From: Machine learning discovery of missing links that mediate alternative branches to plant alkaloids

a The aromatic acetaldehyde synthase (AAS) branch pathway (green) can produce 4HPAA directly from tyrosine, but this missing link is unreported in P. somniferum. b Structure-based curation of typical aromatic amino acid decarboxylase (AAAD), insect-type AAS and plant-type AAS, as represented by the active site configurations of Pseudomonas putida DDC (PpDDC, blue), Bombyx mori DHPAAS (DHPAAS, grey), and Petroselinum crispum 4HPAAS (Pc4HPAAS, deepteal). AAS candidate PsTyDC1 (green) has a unique active site, while AAS candidate PsTyDC6 (green) has an AAAD-like active site and could not be predicted by a homology or structure-based approach alone. c Cross-validation for correct assignment of AAAD and AAS training sequences is performed using SVM models (blue), Random forests models (green), and by comparing sequence homology of each training sequence to a consensus sequence of AAS training sequences and a consensus sequence of AAAD training sequences (grey), as described in the methods section. d For visual representation, a two-dimensional plot of AAS SVM-based prediction is shown, with positive and negative prediction spaces colored green and white, respectively (left side).

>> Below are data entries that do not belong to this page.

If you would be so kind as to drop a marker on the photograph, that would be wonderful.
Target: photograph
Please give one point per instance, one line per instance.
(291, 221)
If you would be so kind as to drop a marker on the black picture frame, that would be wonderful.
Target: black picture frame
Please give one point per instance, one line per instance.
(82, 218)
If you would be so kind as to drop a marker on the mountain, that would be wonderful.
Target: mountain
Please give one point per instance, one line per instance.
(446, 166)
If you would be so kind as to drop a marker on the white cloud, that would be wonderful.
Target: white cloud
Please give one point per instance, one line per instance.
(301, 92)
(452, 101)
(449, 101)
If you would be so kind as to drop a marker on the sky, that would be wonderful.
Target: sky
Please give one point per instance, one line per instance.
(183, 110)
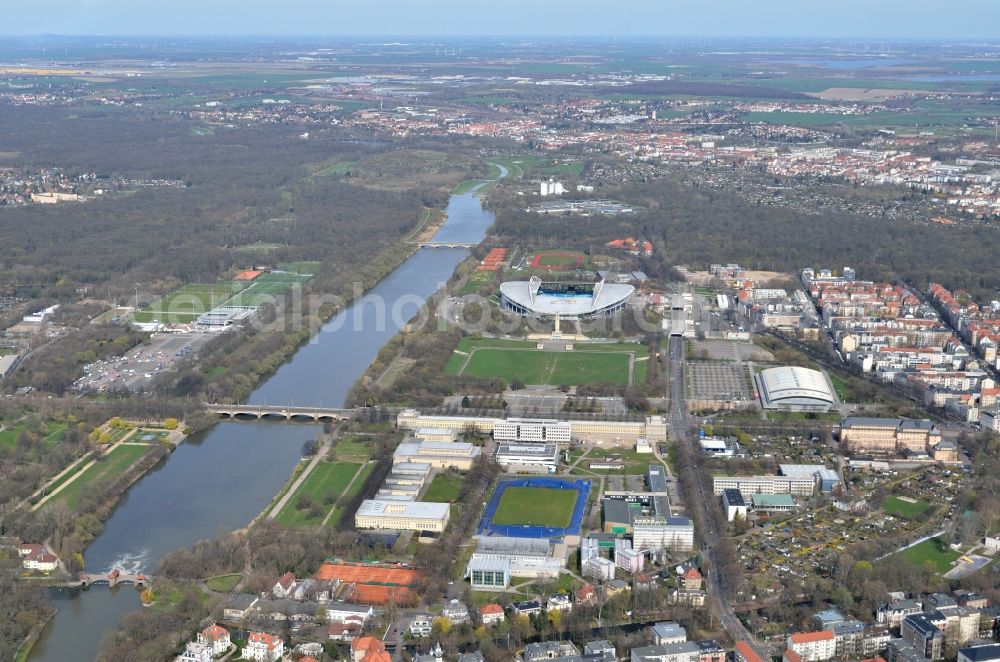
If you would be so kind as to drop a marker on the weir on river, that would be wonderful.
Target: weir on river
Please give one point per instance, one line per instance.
(219, 480)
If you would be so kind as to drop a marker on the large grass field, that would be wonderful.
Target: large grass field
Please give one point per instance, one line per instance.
(905, 509)
(359, 482)
(509, 359)
(327, 481)
(536, 506)
(352, 449)
(553, 368)
(184, 304)
(932, 551)
(106, 470)
(8, 437)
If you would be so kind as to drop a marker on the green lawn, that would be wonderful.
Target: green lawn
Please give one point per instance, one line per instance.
(444, 488)
(8, 437)
(223, 583)
(932, 551)
(327, 481)
(543, 367)
(536, 506)
(352, 449)
(305, 267)
(186, 303)
(900, 508)
(110, 467)
(355, 488)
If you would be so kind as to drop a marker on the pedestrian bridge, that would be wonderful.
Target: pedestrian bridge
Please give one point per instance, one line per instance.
(114, 578)
(448, 244)
(280, 411)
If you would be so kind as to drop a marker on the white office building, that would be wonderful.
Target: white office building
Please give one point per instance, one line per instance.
(538, 458)
(402, 515)
(532, 429)
(675, 534)
(797, 485)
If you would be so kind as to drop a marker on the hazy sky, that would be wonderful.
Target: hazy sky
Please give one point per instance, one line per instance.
(805, 18)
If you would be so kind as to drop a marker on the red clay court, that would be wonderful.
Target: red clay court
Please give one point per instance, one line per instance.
(249, 274)
(368, 574)
(556, 260)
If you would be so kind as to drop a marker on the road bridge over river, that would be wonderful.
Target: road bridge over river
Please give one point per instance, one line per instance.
(283, 411)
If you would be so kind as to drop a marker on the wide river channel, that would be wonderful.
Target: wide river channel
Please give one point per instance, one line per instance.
(219, 480)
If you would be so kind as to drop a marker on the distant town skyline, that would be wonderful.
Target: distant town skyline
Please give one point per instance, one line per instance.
(860, 19)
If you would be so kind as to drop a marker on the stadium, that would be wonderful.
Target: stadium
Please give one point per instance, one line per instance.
(537, 298)
(794, 388)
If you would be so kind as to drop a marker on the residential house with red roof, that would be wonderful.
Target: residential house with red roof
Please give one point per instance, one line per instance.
(263, 647)
(491, 613)
(217, 637)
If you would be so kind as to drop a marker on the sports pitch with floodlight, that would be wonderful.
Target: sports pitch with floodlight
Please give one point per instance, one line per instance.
(535, 507)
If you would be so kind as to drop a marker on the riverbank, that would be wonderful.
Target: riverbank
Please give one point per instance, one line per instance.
(25, 649)
(268, 363)
(229, 474)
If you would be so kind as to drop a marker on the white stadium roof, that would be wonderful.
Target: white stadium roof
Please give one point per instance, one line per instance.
(527, 294)
(794, 387)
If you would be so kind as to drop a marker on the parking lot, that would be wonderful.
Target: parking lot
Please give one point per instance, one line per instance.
(137, 368)
(717, 380)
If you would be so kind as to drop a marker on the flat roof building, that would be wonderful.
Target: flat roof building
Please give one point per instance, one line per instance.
(775, 503)
(826, 478)
(674, 534)
(859, 434)
(734, 504)
(541, 458)
(798, 485)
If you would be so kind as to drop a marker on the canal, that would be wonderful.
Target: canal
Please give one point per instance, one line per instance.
(219, 480)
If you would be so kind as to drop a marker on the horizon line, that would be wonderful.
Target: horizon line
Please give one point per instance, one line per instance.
(428, 35)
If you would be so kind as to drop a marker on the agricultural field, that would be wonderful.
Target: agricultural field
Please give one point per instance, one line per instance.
(518, 166)
(107, 469)
(536, 506)
(904, 507)
(519, 360)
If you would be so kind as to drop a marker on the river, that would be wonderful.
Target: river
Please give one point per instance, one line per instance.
(219, 480)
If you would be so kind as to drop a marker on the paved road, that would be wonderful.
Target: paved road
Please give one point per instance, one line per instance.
(697, 504)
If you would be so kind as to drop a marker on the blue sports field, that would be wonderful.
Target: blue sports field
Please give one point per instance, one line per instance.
(488, 528)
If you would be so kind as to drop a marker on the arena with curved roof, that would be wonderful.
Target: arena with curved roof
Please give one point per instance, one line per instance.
(538, 298)
(794, 388)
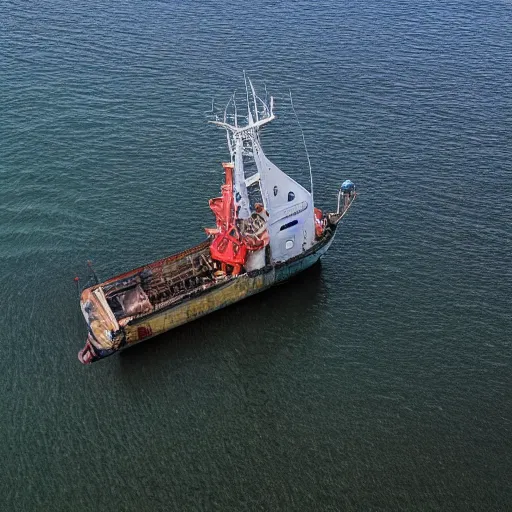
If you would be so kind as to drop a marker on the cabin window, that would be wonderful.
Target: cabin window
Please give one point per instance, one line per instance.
(288, 225)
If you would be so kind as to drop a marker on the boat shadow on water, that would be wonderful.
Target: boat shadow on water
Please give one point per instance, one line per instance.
(259, 321)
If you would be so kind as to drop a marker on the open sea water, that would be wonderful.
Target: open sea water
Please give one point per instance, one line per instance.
(380, 380)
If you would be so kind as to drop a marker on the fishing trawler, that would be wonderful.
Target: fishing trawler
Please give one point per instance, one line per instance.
(267, 230)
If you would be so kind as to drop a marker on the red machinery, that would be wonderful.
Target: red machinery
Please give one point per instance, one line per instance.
(228, 246)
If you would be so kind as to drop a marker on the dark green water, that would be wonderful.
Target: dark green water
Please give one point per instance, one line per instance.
(380, 381)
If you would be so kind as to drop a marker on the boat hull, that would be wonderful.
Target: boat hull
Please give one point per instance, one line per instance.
(224, 294)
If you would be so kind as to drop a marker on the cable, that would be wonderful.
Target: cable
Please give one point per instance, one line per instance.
(305, 147)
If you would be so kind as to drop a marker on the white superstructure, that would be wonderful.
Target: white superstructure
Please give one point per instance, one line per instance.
(290, 208)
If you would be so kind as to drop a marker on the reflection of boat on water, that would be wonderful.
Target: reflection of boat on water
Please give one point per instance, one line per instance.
(267, 230)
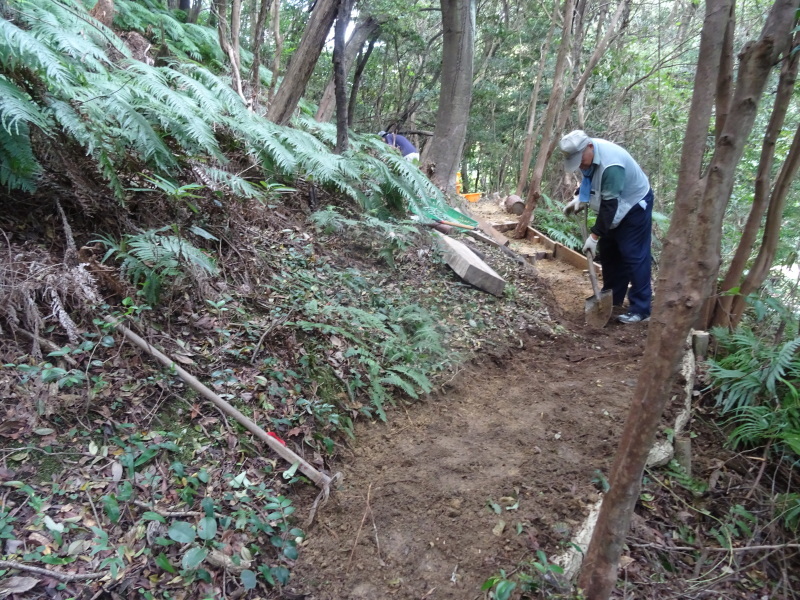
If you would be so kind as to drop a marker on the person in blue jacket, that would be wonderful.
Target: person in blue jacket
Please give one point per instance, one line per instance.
(400, 142)
(615, 187)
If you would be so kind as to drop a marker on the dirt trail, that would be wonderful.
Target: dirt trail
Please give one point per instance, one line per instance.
(477, 477)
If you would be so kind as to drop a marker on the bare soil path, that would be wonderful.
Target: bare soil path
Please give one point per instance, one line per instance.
(478, 476)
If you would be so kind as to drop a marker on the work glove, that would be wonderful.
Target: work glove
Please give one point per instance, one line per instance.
(574, 206)
(590, 246)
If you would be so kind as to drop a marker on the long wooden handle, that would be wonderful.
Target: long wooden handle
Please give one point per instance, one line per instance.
(318, 478)
(593, 275)
(454, 224)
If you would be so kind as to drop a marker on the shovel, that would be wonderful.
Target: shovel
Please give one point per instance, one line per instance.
(598, 307)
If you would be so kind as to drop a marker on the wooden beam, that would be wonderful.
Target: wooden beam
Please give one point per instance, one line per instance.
(469, 267)
(489, 229)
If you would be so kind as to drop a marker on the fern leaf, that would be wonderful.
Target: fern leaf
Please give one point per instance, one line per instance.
(20, 48)
(16, 107)
(779, 362)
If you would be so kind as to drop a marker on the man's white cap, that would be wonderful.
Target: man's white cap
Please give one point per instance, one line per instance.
(572, 145)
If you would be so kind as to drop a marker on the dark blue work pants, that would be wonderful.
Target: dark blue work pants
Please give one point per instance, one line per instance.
(625, 257)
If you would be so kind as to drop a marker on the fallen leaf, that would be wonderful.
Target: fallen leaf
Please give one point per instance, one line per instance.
(183, 359)
(499, 528)
(116, 471)
(17, 585)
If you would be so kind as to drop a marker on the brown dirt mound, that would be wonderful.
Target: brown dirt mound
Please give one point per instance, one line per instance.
(495, 465)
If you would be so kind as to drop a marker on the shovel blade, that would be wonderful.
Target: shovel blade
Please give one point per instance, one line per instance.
(598, 310)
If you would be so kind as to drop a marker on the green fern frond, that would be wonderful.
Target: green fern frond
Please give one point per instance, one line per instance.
(779, 364)
(18, 166)
(18, 48)
(239, 186)
(16, 108)
(754, 424)
(378, 396)
(61, 29)
(153, 261)
(264, 143)
(205, 100)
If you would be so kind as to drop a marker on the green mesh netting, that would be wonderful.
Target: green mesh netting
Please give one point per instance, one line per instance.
(435, 209)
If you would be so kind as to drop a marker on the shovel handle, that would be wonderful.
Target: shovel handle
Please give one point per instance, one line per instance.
(593, 275)
(454, 224)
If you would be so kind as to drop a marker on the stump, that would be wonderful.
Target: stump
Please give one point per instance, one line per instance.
(515, 204)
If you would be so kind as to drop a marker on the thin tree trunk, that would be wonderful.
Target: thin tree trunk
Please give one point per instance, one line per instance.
(530, 134)
(766, 254)
(443, 154)
(549, 140)
(725, 78)
(221, 10)
(275, 13)
(258, 41)
(362, 32)
(303, 62)
(761, 196)
(556, 96)
(361, 63)
(340, 74)
(236, 28)
(690, 261)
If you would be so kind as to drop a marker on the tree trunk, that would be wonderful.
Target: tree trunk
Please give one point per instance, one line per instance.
(362, 32)
(766, 254)
(258, 40)
(340, 74)
(553, 104)
(275, 68)
(221, 11)
(444, 151)
(194, 13)
(361, 63)
(549, 139)
(303, 62)
(530, 135)
(761, 197)
(690, 261)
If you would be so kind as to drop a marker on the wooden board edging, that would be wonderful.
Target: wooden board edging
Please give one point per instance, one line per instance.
(560, 251)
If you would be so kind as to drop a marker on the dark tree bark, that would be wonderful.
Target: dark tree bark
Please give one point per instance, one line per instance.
(553, 104)
(722, 315)
(362, 32)
(361, 63)
(303, 62)
(231, 50)
(549, 137)
(690, 262)
(340, 74)
(769, 244)
(275, 15)
(443, 154)
(258, 40)
(530, 133)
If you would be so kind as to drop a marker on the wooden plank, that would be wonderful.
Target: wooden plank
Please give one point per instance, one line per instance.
(490, 229)
(559, 251)
(469, 267)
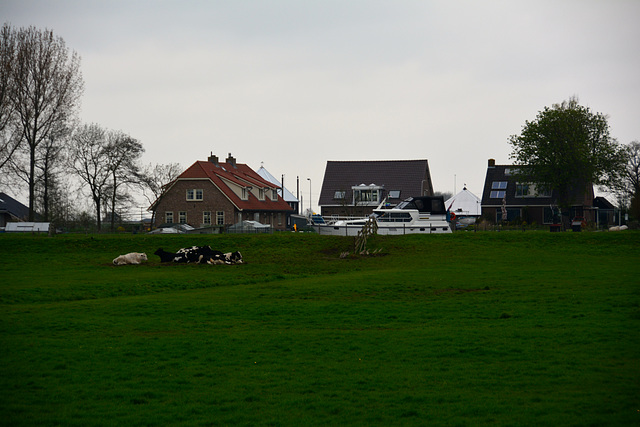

Principal component analysis (PCA) is used to compress multi-dimensional data into two dimensions (PC1 and PC2) for a visual representation. Corresponding high-dimensional SVM decision scores from Supplementary Table 1 are shown on the right. Decision scores represent the distance from the SVM prediction boundary. PsTyDC1 and PsTyDC6 score highest for AAS prediction and are colored red. e LC-MS detection of products from Thalictrum flavum norcoclaurine synthase (TfNCS) containing strains T1-01-DE3 (wild-type PsTyDC1 + TfNCS), T1-02-DE3 (PsTyDC1-L205H + TfNCS) and T1-03-DE3 (PsTyDC1-Y98F-F99Y-L205N + TfNCS) (Supplementary Table 2), grown in LB supplemented with 1 mM tyrosine and 0.5 mM dopamine, at 28 °C with 180 rpm shaking for 51 h. Selective in vivo production of the downstream AAS product norcoclaurine accompanies the expression of wild-type PsTyDC1 (green), as well as the triple variant of PsTyDC1 with an engineered active site based on that of insect DHPAAS (red). Tyramine is the major product of PsTyDC1-L205H (grey), which contains an engineered active site based on typical AAAD. Similar results are replicated in Supplementary Fig. 2 and Supplementary Fig. 3.